The researchers designed experiments as virtual reality computer tasks, which the bedridden patients carried out using laptops and handheld controllers to move through a virtual environment. The subjects first navigated through the environment to learn the locations of four unique objects. Then the researchers removed the objects and asked patients to move through the environment again, and mark the location of one specific object on each trial.

Video of example trials of spatial memory task showing memory encoding and retrieval.

The team measured the activity of the individual neurons as the patients moved through the environment and marked their memory targets first, when the objects were present, and again when the objects had been removed and the participants had to recall where each object had originally be placed. “The task consisted of separate encoding and retrieval trials, which followed the same general structure except that objects were visible on the track during encoding trials, and absent during retrieval trials,” the authors wrote. “We examined how the activity of individual neurons represented the spatial location of participants in the task by computing the firing rate of each neuron as a function of the position of the participant along the track during retrieval trials.”

Initially, the researchers identified purely spatially tuned neurons, similar to place cells, which always activated when patients moved through specific locations, regardless of the subjects’ memory target. “These neurons seemed only to care about the person’s spatial location, like a pure GPS,” said Qasim. But the researchers also noticed that other neurons were activated only in locations relevant to the memory the patient was recalling on that trial. These individual neurons, or “memory-trace cells,” were active only when patients were instructed to target a different, specific memory for recall, and matched the new target’s remembered location. Individual memory-trace cells in effect appeared spatially tuned to the location where subjects remembered encountering specific objects. Significantly, the team could actually decode the specific memory a patient was targeting, based on the activity of these neurons.

“… this analysis revealed two groups of neurons with distinct firing patterns. We found neurons with firing rates that varied as a function of only participant location, similar to conventional place cells,” the scientists commented. “The key distinction between memory-trace cells and these other cell types is that memory-trace cells do not significantly activate when objects, the putative goal, are visible in the environment. As such, memory-trace cell activity is probably more specifically related to memory retrieval processes, rather than goal coding in general.… Our observations suggest that memory-trace cell activity represents object locations that a person is trying to remember.”

Conceptual illustration of neurons that “map” memories in the human brain. [Salman Qasim/Columbia Engineering]

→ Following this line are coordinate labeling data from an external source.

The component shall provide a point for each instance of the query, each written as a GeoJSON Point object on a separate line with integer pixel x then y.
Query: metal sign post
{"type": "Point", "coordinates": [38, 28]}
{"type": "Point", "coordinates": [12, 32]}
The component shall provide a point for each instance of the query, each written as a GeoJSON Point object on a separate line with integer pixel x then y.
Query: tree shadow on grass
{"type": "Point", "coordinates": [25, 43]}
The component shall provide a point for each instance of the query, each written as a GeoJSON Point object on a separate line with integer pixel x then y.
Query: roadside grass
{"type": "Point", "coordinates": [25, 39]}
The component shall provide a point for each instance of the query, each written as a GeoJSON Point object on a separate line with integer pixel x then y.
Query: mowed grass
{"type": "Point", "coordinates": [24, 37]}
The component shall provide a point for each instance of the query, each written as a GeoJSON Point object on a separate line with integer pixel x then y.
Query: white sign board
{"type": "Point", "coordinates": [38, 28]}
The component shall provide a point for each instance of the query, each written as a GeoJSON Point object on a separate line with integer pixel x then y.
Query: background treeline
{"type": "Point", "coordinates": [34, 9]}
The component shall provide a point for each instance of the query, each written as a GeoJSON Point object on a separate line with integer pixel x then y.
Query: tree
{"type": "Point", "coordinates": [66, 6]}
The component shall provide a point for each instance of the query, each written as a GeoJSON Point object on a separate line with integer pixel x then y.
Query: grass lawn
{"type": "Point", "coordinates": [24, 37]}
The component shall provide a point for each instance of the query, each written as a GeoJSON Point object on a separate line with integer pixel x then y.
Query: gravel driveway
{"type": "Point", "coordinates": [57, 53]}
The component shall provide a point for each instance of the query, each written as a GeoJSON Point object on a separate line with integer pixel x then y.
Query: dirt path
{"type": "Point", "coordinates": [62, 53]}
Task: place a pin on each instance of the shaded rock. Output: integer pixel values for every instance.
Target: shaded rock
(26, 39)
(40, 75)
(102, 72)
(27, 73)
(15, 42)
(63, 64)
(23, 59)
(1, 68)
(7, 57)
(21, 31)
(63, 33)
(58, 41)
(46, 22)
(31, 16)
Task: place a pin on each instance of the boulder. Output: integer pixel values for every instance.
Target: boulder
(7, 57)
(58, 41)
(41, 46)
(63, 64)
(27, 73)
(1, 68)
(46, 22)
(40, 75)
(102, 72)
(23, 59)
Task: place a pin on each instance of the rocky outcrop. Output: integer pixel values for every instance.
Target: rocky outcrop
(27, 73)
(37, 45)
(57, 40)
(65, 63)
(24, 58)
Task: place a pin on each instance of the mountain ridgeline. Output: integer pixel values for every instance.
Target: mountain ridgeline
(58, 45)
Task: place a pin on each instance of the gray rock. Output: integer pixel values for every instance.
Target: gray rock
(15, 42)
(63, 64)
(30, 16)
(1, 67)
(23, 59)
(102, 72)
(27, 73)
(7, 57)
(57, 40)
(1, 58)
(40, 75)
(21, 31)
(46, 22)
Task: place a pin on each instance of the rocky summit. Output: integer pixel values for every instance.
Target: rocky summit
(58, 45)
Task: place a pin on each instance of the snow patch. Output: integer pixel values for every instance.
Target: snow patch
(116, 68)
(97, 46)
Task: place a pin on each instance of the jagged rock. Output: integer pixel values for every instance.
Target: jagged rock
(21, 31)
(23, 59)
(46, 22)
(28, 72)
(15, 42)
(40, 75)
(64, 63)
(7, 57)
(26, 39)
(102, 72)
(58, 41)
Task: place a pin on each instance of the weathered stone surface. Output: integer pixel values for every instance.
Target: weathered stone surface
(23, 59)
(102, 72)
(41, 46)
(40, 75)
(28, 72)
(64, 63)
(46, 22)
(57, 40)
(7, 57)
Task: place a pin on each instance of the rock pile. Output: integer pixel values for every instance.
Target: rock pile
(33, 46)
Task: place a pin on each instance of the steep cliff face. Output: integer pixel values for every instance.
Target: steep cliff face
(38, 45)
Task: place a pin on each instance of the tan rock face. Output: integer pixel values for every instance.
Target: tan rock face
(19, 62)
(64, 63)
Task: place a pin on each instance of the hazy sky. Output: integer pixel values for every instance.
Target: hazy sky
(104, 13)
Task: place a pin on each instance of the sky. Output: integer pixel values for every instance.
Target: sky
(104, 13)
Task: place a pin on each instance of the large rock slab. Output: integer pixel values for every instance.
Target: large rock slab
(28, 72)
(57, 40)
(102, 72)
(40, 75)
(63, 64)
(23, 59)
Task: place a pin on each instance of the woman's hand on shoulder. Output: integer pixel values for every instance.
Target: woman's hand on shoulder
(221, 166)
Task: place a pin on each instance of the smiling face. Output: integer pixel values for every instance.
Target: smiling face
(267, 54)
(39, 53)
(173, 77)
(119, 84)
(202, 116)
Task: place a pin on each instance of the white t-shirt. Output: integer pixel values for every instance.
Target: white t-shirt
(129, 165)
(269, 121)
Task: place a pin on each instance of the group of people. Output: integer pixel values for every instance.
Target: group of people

Jacobs suggested the findings could help scientists better understand some neurodegenerative disorders. “We found these memory-trace neurons primarily in the entorhinal cortex (EC), which is one of the first regions of the brain affected by the onset of Alzheimer ‘s disease. Because the activity of these neurons is closely related to what a person is trying to remember, it is possible that their activity is disrupted by diseases like Alzheimer’s, leading to memory deficits. Our findings should open up new lines of investigation into how neural activity in the entorhinal cortex and medial temporal lobe helps us target past events for recall, and more generally how space and memory overlap in the brain.”

Jacobs and Qasim plan next to look for evidence that these neurons represent memories in nonspatial contexts to better characterize their role in memory function. “We know now that neurons care about where our memories occur and now we want to see if these neurons care about other features of those memories, like when they occurred, what occurred, and so on,” Qasim stated.